More and more people nowadays are interested in knowing about all events, or in finding some information quickly. With the help of the Internet you can do it easily.
Back in the 1960s, during the cold war, the Pentagon asked a question: "How could orders be issued to the armed forces if the U.S. were ravaged by a nuclear assault?" The different forms of communication at that time - telephone, which connected offices, radio and TV stations - were not only vulnerable to attack, they would also probably = be the first to go. The Pentagon needed military systems that would continue to work even after the phones and radio had broken down. In 1964, Paul Baran connected 4 computers in different parts of the USA and posted a message. You can’t destroy the Internet - if some computers break down, the rest will work well.
Nobody owns the Internet, and no organization controls its use. Now millions of people around the world are logging into libraries, calling up satellite weather photos, downloading computer programs and music, taking part in discussion groups. Even the Presidents have their own Internet accounts.

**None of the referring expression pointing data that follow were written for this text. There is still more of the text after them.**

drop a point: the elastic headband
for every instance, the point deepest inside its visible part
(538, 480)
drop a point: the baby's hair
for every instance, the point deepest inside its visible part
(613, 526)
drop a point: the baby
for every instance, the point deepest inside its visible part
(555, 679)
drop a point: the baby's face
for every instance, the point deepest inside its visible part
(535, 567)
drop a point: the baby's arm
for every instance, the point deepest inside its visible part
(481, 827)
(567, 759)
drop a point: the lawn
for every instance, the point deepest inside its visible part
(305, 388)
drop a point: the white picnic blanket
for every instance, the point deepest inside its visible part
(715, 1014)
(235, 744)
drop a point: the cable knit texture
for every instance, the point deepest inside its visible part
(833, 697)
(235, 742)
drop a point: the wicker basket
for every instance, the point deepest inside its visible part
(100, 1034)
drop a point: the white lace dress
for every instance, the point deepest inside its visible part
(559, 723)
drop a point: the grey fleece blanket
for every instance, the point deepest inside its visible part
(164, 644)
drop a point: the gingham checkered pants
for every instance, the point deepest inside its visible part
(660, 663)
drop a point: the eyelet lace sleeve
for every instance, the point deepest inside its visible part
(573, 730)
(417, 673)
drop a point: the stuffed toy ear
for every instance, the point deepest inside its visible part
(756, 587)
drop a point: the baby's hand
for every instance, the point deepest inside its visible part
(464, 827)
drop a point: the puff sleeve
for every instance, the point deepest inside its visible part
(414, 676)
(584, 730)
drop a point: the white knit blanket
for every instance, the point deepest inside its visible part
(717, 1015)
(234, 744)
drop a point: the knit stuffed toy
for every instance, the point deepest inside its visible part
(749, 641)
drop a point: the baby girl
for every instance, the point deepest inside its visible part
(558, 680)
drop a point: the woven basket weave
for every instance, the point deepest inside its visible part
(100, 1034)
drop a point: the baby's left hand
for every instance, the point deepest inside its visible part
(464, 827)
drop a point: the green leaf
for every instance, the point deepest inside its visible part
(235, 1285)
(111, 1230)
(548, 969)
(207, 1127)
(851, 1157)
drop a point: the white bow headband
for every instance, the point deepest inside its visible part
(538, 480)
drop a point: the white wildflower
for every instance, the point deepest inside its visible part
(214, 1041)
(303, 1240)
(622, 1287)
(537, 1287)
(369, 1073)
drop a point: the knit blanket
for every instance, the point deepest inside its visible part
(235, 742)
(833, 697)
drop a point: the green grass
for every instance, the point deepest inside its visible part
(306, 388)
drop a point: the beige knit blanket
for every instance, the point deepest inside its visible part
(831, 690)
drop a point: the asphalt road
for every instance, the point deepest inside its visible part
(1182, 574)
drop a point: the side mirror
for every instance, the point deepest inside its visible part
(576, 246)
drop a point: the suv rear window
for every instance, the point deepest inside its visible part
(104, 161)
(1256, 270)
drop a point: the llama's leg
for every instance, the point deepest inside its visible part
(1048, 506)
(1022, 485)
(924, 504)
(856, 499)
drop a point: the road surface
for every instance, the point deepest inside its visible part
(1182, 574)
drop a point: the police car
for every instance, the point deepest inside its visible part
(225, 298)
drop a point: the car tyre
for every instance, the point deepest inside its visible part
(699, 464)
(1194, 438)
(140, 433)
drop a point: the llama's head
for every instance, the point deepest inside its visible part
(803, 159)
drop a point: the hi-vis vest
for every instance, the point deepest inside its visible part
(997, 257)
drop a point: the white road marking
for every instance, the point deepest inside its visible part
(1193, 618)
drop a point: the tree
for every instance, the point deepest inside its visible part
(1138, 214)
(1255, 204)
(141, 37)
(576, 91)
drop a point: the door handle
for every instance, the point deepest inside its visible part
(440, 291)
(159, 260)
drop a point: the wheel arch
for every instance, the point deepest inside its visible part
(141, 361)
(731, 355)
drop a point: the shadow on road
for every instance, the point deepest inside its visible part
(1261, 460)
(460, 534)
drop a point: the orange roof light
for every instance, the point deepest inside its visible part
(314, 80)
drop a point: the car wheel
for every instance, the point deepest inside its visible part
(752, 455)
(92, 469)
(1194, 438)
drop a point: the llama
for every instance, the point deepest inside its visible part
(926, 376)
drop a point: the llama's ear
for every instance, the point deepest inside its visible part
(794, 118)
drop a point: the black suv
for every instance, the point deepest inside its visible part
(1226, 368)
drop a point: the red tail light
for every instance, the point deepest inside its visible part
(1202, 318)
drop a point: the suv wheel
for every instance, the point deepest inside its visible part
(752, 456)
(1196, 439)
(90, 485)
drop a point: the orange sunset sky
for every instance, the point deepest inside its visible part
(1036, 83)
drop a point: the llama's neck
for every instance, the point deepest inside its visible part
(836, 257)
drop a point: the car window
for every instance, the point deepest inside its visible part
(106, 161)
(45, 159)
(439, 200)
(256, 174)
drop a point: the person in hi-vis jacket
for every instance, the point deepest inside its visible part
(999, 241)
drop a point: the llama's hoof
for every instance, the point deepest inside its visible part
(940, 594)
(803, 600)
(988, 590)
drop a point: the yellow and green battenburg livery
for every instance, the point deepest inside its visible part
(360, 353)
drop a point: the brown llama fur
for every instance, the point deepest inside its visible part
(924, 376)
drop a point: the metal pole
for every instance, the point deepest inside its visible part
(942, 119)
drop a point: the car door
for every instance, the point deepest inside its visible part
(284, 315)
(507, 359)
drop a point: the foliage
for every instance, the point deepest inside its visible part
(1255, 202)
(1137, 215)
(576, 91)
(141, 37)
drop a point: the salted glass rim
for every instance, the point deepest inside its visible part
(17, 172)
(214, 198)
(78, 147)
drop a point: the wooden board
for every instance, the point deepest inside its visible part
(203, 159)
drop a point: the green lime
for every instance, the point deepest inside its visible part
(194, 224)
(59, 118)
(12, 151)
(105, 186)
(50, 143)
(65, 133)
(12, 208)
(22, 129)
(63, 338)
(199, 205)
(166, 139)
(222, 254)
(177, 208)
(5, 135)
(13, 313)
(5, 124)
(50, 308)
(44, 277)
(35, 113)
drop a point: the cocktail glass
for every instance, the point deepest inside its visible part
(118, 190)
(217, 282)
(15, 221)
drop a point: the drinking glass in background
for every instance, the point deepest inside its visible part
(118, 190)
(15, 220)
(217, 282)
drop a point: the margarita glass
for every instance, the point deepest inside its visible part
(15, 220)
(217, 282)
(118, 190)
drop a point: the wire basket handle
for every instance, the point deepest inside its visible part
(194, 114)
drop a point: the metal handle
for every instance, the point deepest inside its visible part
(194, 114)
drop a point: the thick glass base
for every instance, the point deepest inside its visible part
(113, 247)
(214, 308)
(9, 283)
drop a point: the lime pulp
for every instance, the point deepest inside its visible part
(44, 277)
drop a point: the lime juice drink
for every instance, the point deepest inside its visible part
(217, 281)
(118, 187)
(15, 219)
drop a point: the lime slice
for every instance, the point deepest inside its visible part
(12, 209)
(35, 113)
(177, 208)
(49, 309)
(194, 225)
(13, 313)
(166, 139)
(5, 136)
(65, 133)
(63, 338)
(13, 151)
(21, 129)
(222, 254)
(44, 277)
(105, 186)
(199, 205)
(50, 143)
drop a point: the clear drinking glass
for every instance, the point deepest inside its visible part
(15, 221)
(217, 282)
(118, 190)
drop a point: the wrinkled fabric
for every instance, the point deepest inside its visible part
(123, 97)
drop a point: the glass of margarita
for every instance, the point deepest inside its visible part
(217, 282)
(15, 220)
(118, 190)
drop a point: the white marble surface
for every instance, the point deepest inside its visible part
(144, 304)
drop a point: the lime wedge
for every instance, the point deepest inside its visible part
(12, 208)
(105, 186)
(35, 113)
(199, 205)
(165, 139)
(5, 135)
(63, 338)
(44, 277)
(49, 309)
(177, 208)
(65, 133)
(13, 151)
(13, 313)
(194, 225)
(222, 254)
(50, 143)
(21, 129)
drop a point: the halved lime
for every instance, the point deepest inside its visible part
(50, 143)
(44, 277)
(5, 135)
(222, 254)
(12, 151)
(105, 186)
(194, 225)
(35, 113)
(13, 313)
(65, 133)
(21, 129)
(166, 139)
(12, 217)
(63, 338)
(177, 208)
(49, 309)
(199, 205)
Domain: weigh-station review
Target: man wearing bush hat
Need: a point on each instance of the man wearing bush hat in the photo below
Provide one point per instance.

In fact, anyone with a modem connected to the phone line can enjoy the Internet.
The total number of people in Russia who use the Internet, according to Putin's statistics, is 10 million. In modern Europe this number is much more - there are more than 200 million Internet users.
Internet users are unimpressed by television’s promise of a 500-channel future. The Internet already delivers thousands of channels for all interests. In the future, all technical devices will be connected to the Internet. Now we can connect our mobile phone, photo camera, palm computers and even our alarm clock to the Internet.
Now we can be connected with all the world everywhere - in the bus, underground and even on the north pole.